Roger Nellist, the latest volunteer to join our panel of contributors reports as follows on an announcement by Statoil of their third big gas discovery offshore Tanzania:

On 18 March 2013 Statoil and its co-venturer ExxonMobil gave details of their third high-impact gas discovery in licence Block 2 in a year. The new discovery (known as Tangawizi-1) is located 10 kilometres from their first two discoveries (Lavani and Zafarani) made in 2012, and is located in water depth of 2,300 metres. The consortium will drill further wells later this year.

The Tangawizi-1 discovery brings the estimated total volume of natural gas in-place in Block 2 to between 15 and 17 trillion cubic feet (Tcf). Depending on reservoir characteristics and field development plans, this could result in recoverable gas volumes in the range of 10-13 Tcf from just this one Block. These are large reserves by international stand­ards. By comparison, Tanzania’s first gas field at Songo Songo island has volumes of about 1 Tcf.

Statoil has been in Tanzania since 2007 and has an office in Dar es Salaam. It operates the licence on Block 2 on behalf of the Tanzania Petroleum Development Corporation (TPDC) and has a 65% working interest, with ExxonMobil Exploration and Production Tanzania Limited holding the remaining 35%. It is understood that under the Production Sharing Agreement that governs the operations, TPDC has the right to a 10% working participation interest in case of a development phase.

Commenting on the Tangawizi-1 announcement, the Tanzanian Minister for Energy and Minerals, Hon. Professor Sospeter Muhongo, said “The Tanzania Government is pleased to learn about additional gas resources discovered in Block 2 and remains optimistic on future developments”.
The Block 2 discoveries complement other recent gas discoveries made by the BG Group. The investors and the Government have both domes­tic gas utilisation and large-scale exports in mind.

For more information see: http://www.statoil.com/en/NewsAndMedia/ News/2013/Pages/18Mar_Tanzania.aspx

Map showing the Block 2 Licensing Area and locations of the gas discoveries Source: Statoil

Map showing the Block 2 Licensing Area and locations of the gas discoveries Source: Statoil

Great expectations

In February Samuel Kamndaya, the Citizen’s Business Editor, published some very useful background. Extracts:

‘Come 2023, natural gas will contribute up to 35% of the total market value of officially recognised final goods and services produced in Tanzania, analysts say. But that will happen only after companies that are prospecting for natural gas in the deep sea south of Tanzania get enough finds to attract investors into developing a Liquefied Natural Gas (LNG) facility for dissolving the hydrocarbon product for an export market. Getting to that stage, analysts caution, requires a great deal of patience, commitment, predictability and information sharing among key stakeholders–including the government, investors and wananchi, considering the massive investment required to realise the dream.
“You need a great deal of time, expertise and investment before bring­ing such a project to fruition,” said the BG Tanzania head of policy and corporate affairs, Fred Kibodya. “Developing an LNG project requires a massive investment of not less than $15 billion in the region.” His Statoil Tanzania counterpart, Ms Genevieve Kasanga, puts the estimated investment in setting up an LPG project in the region of $20 billion.

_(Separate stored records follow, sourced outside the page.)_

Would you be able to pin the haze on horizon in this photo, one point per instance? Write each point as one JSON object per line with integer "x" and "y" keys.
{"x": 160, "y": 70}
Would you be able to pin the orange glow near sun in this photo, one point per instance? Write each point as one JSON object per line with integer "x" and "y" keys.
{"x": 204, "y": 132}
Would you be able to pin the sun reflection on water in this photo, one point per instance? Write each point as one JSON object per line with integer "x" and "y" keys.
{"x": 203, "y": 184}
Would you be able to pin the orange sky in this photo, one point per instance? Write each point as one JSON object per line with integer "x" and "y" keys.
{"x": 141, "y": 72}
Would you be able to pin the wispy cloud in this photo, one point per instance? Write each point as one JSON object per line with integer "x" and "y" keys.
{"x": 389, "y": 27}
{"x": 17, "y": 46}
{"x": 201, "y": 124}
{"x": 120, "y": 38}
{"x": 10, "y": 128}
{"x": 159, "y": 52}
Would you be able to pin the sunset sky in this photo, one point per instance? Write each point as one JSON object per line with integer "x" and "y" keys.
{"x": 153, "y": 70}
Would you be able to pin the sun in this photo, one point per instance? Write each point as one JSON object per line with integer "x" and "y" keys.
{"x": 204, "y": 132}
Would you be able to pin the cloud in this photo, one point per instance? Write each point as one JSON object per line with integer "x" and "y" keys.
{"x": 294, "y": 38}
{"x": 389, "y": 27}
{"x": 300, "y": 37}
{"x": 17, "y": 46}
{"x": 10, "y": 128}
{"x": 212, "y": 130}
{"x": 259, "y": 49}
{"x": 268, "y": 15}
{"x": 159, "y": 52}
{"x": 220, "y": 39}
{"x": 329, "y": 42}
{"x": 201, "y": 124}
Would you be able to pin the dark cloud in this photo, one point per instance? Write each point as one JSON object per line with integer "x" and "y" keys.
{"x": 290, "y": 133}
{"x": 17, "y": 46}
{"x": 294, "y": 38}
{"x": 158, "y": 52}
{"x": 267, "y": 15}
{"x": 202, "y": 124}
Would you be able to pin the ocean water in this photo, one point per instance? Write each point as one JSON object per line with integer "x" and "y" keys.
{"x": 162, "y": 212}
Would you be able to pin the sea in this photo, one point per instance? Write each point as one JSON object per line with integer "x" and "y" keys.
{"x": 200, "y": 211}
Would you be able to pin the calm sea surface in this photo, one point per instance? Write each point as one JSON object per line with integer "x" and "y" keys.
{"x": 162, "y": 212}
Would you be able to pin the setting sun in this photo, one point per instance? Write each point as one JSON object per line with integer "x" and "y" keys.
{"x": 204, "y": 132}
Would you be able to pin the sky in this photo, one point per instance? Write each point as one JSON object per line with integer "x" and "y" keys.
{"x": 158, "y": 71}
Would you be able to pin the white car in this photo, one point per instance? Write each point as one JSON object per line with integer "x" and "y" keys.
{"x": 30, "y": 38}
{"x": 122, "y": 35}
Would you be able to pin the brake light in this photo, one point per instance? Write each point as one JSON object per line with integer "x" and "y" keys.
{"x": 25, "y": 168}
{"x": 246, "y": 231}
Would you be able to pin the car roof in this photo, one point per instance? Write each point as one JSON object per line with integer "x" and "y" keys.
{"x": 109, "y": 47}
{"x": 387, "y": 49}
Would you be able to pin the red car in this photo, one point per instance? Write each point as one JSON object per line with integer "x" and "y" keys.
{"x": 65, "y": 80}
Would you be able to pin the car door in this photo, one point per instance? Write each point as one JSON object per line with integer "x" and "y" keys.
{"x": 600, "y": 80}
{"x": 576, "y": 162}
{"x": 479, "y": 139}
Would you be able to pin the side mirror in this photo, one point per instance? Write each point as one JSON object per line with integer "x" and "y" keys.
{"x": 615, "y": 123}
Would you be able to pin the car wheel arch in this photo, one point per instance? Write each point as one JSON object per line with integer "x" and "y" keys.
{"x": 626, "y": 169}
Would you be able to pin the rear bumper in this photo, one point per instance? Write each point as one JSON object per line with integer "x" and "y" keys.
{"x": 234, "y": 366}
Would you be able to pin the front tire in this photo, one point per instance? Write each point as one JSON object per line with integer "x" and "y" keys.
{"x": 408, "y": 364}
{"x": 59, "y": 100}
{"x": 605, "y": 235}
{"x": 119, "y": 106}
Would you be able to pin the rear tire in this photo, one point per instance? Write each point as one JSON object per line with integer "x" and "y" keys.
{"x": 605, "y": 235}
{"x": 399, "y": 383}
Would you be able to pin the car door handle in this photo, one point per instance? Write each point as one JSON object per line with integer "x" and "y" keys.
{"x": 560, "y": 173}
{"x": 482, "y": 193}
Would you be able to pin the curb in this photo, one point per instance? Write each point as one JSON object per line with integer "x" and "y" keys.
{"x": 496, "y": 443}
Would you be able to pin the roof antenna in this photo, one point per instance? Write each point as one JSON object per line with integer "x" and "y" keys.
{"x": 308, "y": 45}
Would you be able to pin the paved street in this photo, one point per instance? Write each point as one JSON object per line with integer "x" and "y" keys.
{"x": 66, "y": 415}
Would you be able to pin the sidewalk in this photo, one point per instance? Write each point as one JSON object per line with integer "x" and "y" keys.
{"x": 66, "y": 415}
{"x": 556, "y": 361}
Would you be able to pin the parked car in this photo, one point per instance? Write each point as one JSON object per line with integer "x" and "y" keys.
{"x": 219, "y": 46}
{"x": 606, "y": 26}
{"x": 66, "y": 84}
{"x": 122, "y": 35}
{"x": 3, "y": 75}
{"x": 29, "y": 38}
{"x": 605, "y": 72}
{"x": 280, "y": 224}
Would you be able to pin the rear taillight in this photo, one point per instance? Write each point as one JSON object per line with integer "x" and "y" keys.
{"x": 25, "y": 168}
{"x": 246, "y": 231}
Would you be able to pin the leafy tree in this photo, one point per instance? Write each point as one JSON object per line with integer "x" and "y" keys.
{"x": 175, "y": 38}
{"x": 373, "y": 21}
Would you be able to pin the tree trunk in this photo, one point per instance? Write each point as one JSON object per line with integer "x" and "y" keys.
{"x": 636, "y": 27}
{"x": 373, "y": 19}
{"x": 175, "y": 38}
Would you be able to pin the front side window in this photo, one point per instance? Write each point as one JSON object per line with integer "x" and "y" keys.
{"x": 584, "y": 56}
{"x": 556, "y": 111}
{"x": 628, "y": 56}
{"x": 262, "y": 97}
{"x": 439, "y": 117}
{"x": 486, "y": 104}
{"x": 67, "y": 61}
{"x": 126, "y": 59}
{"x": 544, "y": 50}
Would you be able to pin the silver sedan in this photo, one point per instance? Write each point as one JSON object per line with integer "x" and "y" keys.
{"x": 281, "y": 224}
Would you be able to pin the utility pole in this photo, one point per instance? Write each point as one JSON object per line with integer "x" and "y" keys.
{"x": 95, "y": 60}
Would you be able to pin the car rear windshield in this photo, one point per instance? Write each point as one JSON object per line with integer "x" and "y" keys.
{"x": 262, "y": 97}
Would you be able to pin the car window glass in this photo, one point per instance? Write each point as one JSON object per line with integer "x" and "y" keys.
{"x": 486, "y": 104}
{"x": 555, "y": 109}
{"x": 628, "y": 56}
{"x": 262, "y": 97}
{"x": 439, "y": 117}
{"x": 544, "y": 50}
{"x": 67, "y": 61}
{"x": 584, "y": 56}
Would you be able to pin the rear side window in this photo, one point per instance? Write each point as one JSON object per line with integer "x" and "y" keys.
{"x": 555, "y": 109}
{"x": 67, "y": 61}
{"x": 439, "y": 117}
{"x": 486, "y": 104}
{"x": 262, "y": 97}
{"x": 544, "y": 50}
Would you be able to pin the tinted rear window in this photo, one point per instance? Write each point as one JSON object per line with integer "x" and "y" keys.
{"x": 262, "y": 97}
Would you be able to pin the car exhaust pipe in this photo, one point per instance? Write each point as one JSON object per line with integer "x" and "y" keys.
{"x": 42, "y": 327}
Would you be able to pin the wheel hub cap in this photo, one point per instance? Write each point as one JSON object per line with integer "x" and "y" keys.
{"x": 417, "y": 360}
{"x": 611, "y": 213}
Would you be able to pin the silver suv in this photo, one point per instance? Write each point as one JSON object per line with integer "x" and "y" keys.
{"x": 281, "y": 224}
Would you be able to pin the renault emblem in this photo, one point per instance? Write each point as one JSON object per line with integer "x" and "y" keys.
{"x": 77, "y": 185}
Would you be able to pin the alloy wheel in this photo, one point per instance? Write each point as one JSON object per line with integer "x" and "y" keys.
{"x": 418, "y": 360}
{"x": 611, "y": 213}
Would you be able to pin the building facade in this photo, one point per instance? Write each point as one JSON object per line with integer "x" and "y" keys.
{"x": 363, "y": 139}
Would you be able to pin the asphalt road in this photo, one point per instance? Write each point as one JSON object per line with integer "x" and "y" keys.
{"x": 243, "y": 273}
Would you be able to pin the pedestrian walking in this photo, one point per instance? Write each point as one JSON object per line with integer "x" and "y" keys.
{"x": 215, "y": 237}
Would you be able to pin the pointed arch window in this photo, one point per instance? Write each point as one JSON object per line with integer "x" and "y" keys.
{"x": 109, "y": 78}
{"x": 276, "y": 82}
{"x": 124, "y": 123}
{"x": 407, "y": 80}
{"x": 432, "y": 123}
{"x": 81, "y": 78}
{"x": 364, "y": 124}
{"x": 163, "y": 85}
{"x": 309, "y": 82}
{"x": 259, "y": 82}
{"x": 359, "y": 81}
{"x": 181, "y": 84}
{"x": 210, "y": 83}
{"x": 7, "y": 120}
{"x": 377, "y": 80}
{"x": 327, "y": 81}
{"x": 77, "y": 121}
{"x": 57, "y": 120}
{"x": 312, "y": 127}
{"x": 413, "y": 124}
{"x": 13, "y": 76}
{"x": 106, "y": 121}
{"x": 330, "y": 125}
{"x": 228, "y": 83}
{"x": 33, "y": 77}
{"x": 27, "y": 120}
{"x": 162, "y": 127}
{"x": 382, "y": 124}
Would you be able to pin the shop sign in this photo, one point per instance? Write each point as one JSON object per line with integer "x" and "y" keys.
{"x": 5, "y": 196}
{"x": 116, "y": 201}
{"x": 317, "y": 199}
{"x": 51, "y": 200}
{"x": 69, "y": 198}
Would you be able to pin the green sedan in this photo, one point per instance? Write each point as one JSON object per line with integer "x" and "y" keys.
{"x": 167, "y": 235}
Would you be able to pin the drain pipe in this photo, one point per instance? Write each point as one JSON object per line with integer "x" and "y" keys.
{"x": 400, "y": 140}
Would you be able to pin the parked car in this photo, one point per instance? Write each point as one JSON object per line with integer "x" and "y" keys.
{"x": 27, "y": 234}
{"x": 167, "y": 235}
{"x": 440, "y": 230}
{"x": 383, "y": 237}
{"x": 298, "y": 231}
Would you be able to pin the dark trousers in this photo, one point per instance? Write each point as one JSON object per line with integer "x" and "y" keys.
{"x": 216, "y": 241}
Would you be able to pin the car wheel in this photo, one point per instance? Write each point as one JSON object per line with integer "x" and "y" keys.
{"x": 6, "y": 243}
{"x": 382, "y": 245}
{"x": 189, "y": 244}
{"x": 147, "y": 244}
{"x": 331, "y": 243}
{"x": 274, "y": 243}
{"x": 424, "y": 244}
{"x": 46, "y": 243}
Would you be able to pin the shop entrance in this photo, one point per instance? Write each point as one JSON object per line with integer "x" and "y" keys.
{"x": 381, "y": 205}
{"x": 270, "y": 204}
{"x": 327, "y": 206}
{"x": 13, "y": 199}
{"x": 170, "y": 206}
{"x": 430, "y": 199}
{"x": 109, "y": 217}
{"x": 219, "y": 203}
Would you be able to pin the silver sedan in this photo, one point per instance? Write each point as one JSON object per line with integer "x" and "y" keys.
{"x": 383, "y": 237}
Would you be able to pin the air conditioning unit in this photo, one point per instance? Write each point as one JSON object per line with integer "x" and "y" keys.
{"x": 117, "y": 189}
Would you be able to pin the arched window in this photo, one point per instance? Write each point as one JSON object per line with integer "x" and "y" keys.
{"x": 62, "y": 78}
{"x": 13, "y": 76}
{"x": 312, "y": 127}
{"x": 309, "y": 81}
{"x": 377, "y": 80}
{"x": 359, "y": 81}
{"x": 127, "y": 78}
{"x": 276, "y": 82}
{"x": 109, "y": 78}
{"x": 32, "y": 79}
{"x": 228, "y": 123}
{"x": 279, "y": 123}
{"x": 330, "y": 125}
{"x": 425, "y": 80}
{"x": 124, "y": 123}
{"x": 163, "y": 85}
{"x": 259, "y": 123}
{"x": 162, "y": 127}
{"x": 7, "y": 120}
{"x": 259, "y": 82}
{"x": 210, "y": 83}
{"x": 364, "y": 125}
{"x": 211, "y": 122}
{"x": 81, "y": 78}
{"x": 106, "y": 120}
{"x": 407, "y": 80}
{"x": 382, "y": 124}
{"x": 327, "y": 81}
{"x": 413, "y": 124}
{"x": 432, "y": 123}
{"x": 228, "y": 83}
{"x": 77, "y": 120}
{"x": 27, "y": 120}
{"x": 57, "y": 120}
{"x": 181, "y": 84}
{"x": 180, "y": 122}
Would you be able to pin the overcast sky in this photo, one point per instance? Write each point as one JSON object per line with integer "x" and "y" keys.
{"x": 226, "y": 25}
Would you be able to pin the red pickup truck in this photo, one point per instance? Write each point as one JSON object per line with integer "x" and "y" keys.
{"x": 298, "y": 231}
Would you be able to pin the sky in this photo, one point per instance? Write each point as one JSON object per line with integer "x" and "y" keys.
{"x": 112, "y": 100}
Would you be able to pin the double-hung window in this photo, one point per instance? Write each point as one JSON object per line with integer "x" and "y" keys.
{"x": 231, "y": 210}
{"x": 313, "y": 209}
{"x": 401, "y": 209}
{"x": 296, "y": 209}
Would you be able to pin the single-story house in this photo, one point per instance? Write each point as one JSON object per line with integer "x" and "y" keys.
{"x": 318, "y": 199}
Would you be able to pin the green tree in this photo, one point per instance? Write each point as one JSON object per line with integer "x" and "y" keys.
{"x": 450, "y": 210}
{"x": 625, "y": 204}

Tanzania’s GDP now stands at $23 billion. A 35% contribution to GDP, at the current rates, translates into an input of $8.1 billion. This is close to Tanzania’s entire budget of TShs 15.1 trillion (about $9.5 billion) for the current financial year. Agriculture contributes about 24% to Tanzania’s GDP and tourism comes second with a contribution of about 17%. If the country’s current economic growth projection of 6.5% is sustained, and a clear linkage is built between natural gas and the manufacturing and agriculture sectors, Tanzania should graduate into a middle income country.

“The fact that natural gas may bring economic fortunes to Tanzania can in no way be underestimated,” says Prof Humphrey Moshi of the University of Dar es Salaam. “But we should not expect wonders if there is no linkage between the sector and other dynamic sectors such as industries and agriculture.”

But Mtwara is not happy
The prospect of sending the gas by pipeline to Dar es Salaam for use by new industries there has caused considerable upset in Mtwara. People there want new industrial plants to be built in Mtwara, where the gas will come ashore, rather than in Dar es Salaam. There have been violent demonstrations in Mtwara, reportedly supported by Mtwara Urban CCM MP Hasnain Murji.

In early February, the Citizen quoted Mr Murji, who has publicly differed with the position of his party on transporting gas to Dar es Salaam, as calling for a Select Committee to probe controversies sur­rounding the matter. He asked for the Speaker’s directive on why Parliament had failed to form a committee as had been agreed earlier. House chairperson, Mrs Jenister Muhagama, said nothing could be done because the Speaker, Ms Anne Makinda, had already ruled on the matter. Parliament eventually dropped the idea of forming a select-committee because it was satisfied with the Prime Minister’s handling of the matter.